Listeners

I was thinking about the tutorial period I lead yesterday. I went to Ollie’s mum’s year 7 form and spoke for about 35 – 40 minutes about our Listeners scheme, trying to show year 7s that talking to someone about your problems isn’t ‘sad’. A task that was proven to be much easier than we thought it would be. Especially as we had a couple of girls in the form who had been to listeners before. We didn’t single them out or anything but one shoved her hand up and said "well when I was talking to my listener she…blah blah blah" and i was like woo go little girl! She did go a little shy and you could tell she had been debating whether she should say anything or not but..it was good.
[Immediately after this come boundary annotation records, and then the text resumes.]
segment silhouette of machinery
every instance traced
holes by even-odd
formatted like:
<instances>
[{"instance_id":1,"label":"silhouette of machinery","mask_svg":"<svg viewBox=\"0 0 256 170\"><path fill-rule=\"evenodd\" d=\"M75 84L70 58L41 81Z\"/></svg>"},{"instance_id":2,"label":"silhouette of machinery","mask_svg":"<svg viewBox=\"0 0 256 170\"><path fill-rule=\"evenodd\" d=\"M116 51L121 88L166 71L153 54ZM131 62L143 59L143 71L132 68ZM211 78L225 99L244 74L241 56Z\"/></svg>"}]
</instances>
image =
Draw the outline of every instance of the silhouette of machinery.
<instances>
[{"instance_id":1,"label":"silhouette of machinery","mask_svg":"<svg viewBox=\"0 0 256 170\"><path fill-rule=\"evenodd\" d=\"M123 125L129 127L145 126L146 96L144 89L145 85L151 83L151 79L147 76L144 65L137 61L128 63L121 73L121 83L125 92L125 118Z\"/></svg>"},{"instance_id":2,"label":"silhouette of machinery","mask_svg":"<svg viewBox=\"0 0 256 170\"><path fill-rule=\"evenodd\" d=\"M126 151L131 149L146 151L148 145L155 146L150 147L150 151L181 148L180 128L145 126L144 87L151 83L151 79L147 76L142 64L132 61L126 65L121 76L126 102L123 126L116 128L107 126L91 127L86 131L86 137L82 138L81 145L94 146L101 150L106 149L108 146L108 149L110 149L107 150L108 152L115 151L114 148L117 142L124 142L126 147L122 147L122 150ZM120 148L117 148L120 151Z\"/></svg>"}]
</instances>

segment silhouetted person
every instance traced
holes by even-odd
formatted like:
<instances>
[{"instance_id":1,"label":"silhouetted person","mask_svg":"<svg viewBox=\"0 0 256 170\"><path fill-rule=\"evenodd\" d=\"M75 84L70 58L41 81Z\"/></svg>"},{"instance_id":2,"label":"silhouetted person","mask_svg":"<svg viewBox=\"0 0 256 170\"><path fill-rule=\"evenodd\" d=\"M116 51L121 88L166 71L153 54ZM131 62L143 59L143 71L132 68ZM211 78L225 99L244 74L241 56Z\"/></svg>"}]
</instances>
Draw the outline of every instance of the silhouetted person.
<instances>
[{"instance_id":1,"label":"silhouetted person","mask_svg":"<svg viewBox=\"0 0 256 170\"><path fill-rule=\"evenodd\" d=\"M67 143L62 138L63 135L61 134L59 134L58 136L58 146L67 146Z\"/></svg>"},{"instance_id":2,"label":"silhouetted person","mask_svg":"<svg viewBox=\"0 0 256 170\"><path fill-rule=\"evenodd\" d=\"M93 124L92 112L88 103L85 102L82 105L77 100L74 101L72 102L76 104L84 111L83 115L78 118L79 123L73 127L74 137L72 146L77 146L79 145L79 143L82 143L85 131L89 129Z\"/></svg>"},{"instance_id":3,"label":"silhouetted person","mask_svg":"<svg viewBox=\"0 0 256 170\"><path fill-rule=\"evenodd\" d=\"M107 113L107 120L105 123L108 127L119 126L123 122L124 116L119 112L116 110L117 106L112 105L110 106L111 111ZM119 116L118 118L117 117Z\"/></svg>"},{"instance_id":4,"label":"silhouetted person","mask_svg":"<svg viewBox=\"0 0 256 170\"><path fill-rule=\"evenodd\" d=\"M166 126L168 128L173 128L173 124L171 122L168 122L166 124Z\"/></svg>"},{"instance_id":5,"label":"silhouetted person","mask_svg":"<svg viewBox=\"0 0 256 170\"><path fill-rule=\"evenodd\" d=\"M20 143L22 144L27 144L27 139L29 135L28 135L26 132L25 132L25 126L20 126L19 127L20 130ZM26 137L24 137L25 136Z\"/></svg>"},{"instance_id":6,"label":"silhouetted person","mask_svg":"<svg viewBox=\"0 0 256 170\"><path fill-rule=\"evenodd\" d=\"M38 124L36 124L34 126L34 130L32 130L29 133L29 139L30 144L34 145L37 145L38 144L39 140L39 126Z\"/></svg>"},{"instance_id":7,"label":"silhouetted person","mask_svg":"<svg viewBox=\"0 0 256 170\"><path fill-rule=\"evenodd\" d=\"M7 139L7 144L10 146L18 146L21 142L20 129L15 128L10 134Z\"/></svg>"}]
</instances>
And another girl had a quiet word with me coz she was sitting at the front of the class I was talking to when we set them on a little paired listening activity. (don’t we sound like we were proper teachers) (actually..don’t I. It was meant to be me and Rach S. But she went all shy so it was me with my almost lost voice trying to teach a bunch of year 7s. Ol’s mum only had to rescue us once and all that took was a "Come on guys..")

Anyway, thats not what I was saying. I was thinking about it and..how fucking hypocritical am i?? I’m saying to these kids..talk to people about your problems. No matter how little you think it is, if it’s getting to you, it’s always worth having someone there that you can talk to. Talk to your friends, talk to your teachers and talk to us. Teachers and listeners will promise to keep everything confidential unless it is something we are legally required to pass on, and even then we will ask your permission about how and when we pass it on. I’m saying, your friends want to be there for you. I’m saying everyone is cared about by someone and everyone has an opportunity to talk to someone, so take it. I’m saying all this but really, it’s bullshit isnt it? Who the fuck do I talk to? The internet. Henry on the internet. My diary on the internet. I never *say* anything. I don’t ever say my problems out loud. Not to anyone, especially not some fucking trendy girl 4 or 5 years older than me thats had a few nights training by the Samaritans and reckons she can help you sort things. Not some girl who’s probably more fucked up than I am. It’s all bullshit isnt it?